"To some, Mies van der Rohe was a god among architects, to others a Teutonic control freak. This imposing life gives the whole picture"

'A bit of a bastard': Ludwig Mies van der Rohe in his Chicago apartment in 1964.
'A bit of a bastard': Ludwig Mies van der Rohe in his Chicago apartment in 1964. © Werner Blaser

Mies was easy to caricature, and was by his opponents, especially when, from the 1960s onwards, he became identified with American corporate power. He was a Teutonic control freak. He was inhumane. His buildings were all the same; when Castro's revolution scuppered his administration building for Bacardi in Cuba, he seemingly repurposed the design as the New National Gallery in Berlin.
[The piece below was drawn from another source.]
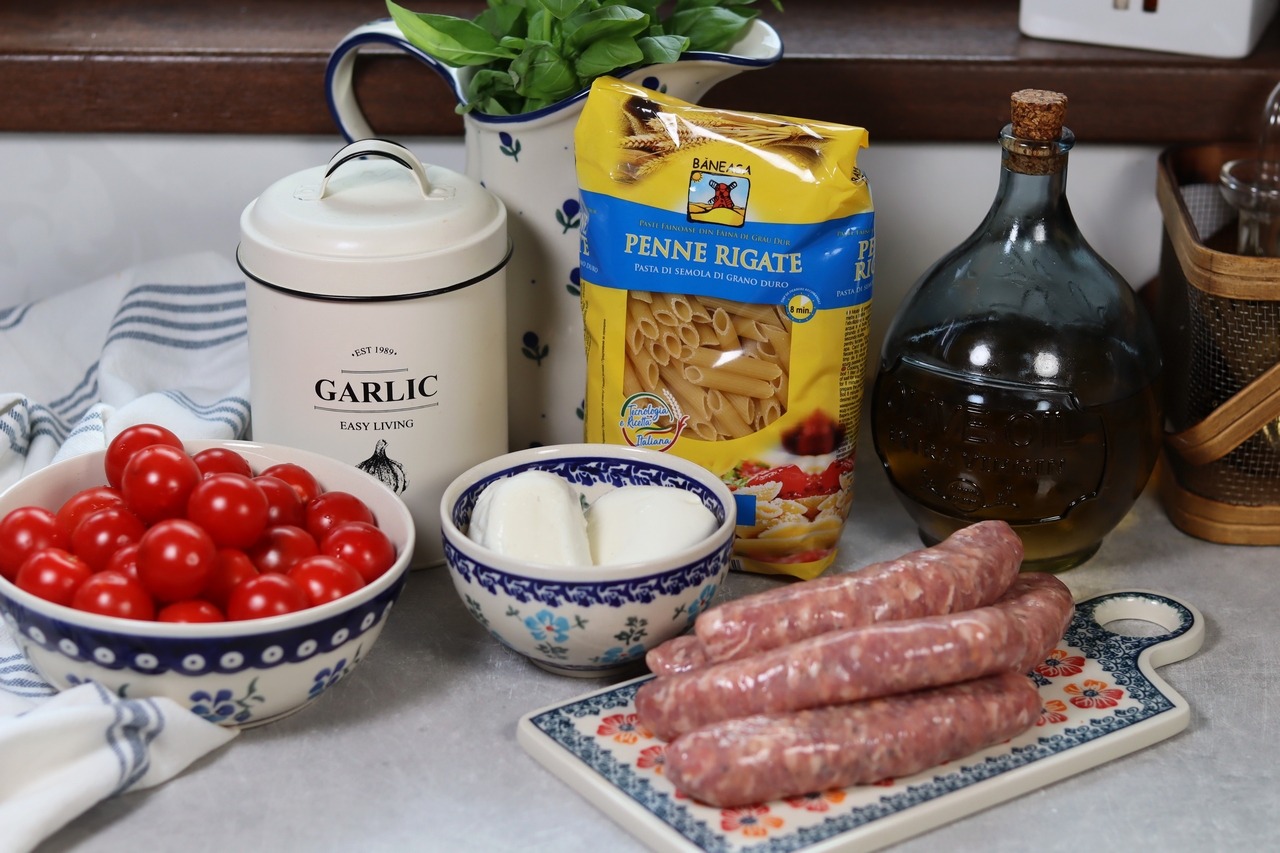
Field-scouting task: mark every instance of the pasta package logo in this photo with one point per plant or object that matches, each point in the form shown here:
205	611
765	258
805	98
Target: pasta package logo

His works were nothing but glass boxes. They were embarrassed by such signs of human life as blinds, whose random arrangements disturbed the implacable steel grids of his elevations. To which his response was to design them with only three settings – open, closed, and half-open.
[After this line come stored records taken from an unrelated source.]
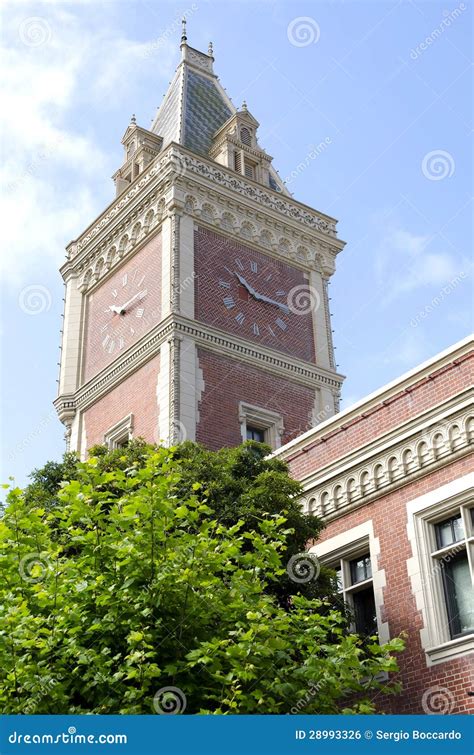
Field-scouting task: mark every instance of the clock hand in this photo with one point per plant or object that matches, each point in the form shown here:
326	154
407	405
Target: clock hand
245	284
262	297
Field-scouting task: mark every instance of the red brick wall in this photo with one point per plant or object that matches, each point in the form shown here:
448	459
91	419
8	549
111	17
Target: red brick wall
136	395
217	258
143	272
228	381
383	417
389	518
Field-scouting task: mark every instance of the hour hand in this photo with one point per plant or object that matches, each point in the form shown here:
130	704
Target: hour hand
117	310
It didn't help that he was a bit of a bastard – for example in his personal and professional dealings with women – and notoriously tried to get along with the Nazis, including signing a petition in support of Hitler (though he had also designed a monument to the left-wing Spartacist uprising). But then, with alarming rapidity, the sub-hippy postmodernists who challenged Mies themselves became identified with American corporate power. Ever since the 1980s, a long, slow reappraisal of Mies has been going on, of which Detlef Mertins's imposing 500-page work sets out to be the definitive statement.